宫淮低声道:“你刚才问我,天天洗澡干什么?”

“因为你。”

“因为你老在我眼前晃。”

“不泡在冷水里……”

“我会想操/你。”

“很想。”

宁稚然被这一晚上突如其来的骚话,惊到魂儿都快飞了。

他刚想躲,就被宫淮一把拉住。

宫淮没急着做什么,只是低着头,手顺着宁稚然的额头、鼻梁,一路摸到他漂亮的眼睛。

宁稚然心跳砰砰直响,强装镇定,虚张声势:“你、你要做什么?”

宫淮直视那双琥珀色的眼,说:“其实,我从很早之前就觉得,你长着一双……很适合流泪的眼睛。”

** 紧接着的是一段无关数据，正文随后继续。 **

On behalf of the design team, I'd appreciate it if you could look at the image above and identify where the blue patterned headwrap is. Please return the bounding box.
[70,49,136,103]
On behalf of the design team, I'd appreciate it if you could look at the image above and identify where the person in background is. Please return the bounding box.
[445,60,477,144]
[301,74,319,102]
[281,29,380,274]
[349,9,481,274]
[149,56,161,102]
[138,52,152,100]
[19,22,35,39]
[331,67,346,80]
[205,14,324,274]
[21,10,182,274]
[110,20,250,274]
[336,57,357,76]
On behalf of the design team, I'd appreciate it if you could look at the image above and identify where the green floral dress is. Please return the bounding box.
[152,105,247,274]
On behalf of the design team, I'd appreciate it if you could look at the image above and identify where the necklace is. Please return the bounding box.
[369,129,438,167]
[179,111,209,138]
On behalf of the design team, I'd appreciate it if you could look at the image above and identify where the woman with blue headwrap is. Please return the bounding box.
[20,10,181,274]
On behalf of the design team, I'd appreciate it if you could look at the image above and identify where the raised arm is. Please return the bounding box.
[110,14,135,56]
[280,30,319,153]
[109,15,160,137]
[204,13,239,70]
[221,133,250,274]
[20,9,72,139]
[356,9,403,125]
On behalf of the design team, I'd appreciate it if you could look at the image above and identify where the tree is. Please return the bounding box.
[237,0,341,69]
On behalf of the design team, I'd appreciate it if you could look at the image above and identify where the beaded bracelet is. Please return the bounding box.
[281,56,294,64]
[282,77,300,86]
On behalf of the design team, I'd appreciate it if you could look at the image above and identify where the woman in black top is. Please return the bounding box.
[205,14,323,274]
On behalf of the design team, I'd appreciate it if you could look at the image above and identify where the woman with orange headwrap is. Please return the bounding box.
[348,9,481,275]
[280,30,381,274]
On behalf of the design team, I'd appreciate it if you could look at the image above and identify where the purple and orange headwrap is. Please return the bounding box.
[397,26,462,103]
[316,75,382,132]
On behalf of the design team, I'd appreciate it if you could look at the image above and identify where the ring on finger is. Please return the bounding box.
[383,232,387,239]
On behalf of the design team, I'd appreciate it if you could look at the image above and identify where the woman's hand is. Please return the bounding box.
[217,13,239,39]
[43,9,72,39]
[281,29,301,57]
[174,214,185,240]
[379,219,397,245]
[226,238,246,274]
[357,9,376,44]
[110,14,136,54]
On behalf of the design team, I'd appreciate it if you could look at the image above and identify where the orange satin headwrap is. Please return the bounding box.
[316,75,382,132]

他说着,俯下身,亲了亲宁稚然眼睫毛,又吻了一口宁稚然的泪痣。在没忍住发出呻/吟的瞬间,宁稚然听见宫淮在他耳边,用几乎呢喃的语气说:“快过十二点了。”

“宁稚然。”

“MerryChristmas.”

“今晚,为我流泪吧。”

第52章 啊,烟花(文案回收)

电视下面的火炉,正噼里啪啦燃烧着。

宁稚然一开始还觉得暖,后来觉得,有点过分热了。

尽管那件白色的厚毛衣,不知何时,早已经被扔在了手肘旁的地毯上。

好意外,炉火的声音,忽然变得好响。

宫淮轻抚他的腰,说:“等跨年那天,我想和你一起去海边看烟花。”

啊,烟花。

确实,还挺想看的。

宁稚然已经不剩下什么反抗的力气,身体呈大字型摊在地毯上。

毁灭吧。

再见吧,我的理智,我最后的贞操。

突然,宫淮又举着红酒,灌下一大口。下一秒,他低下头,整个人从宁稚然视线里消失了。

“你……干什么……脏……”

宁稚然伸手去推宫淮,但他的抵抗太过没用,眼前一阵一阵发晕,连一句像样的“停下”都说不出口。